Effective Cash Flow Management reduces stress, helps the organization plan ahead, and indicates to lenders and other stakeholders that the company has control over its business cycles. However, as seen repeatedly, and especially in times of higher costs or inflationary pressures, most businesses run into trouble because cash flow is not well controlled. Both CFOs and CEOs must be on top of cash flow management otherwise they run the risk of bankruptcy. Case in point, about 80% of business failures are triggered by poor cash management, according to Bank related studies. Evidently cash flow is a serious matter, but is it easy for a business to maintain a positive cash flow?
Though it might sound straightforward enough, having a positive cash flow incorporates much more than company profitability. This is because, even if a company is currently profitable, it is still and always, at risk for negative cash flow. A common example of this scenario is when a company has future payment obligations that simply cannot be met because it miscalculated inbound cash or timing. By maximizing a company’s cash flow, CFOs can help a company receive profits faster, meet targets in a shorter time frame, and even lower its operating expenses. So, whether you are interested in refining or saving your business, the following practises may prove a life vest:
- Payment terms: negotiate terms with clients to make the payment deadline as early as possible or ask for a partial upfront deposit.
- Incentives/Penalties: discount the value of the invoice if the payment is made within given days and/or add late payment fees.
- Accounts Payable: contact company vendors and coerce them for longer payment terms in exchange for good business practices and growth.

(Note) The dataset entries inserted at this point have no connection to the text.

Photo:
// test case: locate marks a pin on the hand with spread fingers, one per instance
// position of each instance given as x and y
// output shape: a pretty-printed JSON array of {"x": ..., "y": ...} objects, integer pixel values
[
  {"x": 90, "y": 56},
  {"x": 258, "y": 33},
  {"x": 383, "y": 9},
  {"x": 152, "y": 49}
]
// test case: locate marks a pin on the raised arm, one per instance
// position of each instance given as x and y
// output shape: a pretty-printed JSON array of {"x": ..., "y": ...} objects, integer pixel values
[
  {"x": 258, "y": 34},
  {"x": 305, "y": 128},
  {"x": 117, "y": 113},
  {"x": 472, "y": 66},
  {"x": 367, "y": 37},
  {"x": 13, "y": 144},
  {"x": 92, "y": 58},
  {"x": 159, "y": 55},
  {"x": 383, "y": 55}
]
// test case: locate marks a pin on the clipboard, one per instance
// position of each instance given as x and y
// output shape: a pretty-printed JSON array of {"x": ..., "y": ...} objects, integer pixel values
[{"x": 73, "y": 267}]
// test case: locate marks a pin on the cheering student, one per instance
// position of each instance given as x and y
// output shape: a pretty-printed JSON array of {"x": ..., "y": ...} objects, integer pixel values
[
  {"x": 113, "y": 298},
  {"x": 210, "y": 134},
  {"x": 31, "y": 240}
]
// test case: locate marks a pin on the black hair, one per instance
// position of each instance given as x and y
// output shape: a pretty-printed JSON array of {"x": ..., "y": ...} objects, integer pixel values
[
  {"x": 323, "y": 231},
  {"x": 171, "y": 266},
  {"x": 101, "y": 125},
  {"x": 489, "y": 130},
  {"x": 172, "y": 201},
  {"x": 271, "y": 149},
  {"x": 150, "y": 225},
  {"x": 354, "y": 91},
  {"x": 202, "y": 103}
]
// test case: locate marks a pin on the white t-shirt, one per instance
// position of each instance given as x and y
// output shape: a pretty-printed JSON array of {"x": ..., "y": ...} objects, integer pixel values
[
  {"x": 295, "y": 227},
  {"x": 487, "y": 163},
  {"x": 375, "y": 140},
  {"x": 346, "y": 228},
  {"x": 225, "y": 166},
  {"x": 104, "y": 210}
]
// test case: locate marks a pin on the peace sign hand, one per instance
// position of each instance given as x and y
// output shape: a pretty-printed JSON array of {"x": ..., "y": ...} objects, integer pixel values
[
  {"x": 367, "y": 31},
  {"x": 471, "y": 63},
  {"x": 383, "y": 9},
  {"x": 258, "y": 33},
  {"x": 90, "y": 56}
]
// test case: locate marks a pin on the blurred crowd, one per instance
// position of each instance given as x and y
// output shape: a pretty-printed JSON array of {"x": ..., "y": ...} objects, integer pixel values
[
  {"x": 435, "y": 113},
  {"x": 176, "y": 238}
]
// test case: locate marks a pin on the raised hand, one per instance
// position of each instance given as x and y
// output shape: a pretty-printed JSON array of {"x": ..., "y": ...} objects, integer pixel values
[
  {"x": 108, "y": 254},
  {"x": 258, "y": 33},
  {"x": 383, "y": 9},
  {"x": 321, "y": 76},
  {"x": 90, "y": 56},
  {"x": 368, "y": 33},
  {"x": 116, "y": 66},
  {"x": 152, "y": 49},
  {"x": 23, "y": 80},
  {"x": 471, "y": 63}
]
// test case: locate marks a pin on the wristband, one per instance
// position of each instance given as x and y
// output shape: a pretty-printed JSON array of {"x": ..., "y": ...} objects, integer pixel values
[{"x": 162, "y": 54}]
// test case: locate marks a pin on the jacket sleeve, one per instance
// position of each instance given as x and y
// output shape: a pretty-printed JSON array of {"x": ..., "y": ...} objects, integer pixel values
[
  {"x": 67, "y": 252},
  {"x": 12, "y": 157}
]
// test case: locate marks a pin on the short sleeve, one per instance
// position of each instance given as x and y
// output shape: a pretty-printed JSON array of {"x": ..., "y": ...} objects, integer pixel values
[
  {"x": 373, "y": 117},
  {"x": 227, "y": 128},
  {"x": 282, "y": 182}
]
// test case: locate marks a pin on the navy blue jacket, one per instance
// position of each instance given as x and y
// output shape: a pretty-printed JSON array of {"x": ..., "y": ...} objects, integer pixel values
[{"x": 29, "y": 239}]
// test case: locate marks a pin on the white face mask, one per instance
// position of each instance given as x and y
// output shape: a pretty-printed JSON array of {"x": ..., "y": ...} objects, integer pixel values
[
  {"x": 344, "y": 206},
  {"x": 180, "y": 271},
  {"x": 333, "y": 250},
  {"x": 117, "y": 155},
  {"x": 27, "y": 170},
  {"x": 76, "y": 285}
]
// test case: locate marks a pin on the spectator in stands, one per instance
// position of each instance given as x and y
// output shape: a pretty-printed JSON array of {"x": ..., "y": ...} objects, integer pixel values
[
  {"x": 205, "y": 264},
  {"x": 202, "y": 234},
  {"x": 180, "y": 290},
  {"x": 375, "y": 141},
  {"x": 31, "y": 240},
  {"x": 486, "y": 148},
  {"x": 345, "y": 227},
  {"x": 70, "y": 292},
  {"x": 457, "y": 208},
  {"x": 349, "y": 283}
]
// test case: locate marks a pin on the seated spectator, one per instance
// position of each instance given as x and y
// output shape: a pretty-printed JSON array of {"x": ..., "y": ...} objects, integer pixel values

- Cautious Forecasts: maintain a positive cash flow by allocating funds for growth while being ready to cope with unexpected events.
- Manage Expenses: dedicate time to business expense management and finding the source of unnecessary spending to eliminate wasteful cash leaks.
- Stock Control: review stock levels consistently and accurately according to turnover in order to convert slow inventory to cash.
- Smart Finance: explore any type of liquidity facilities that can be used to accommodate any future cash flow shortfalls based on the cash flow projections.
So, successful cash flow management provides a safe space for businesses to operate without the risk of running short of money. But it is an equally important element of any CFO in order to support a successful growth strategy. These two principles together, are what really drives forward great businesses that can thrive and grow sustainably. Therefore, a smart business leader needs to balance the proactive approach to cash flows whilst constantly finding ways to optimizing its current market value proposition – either through efficiencies, added value or specialised expertise.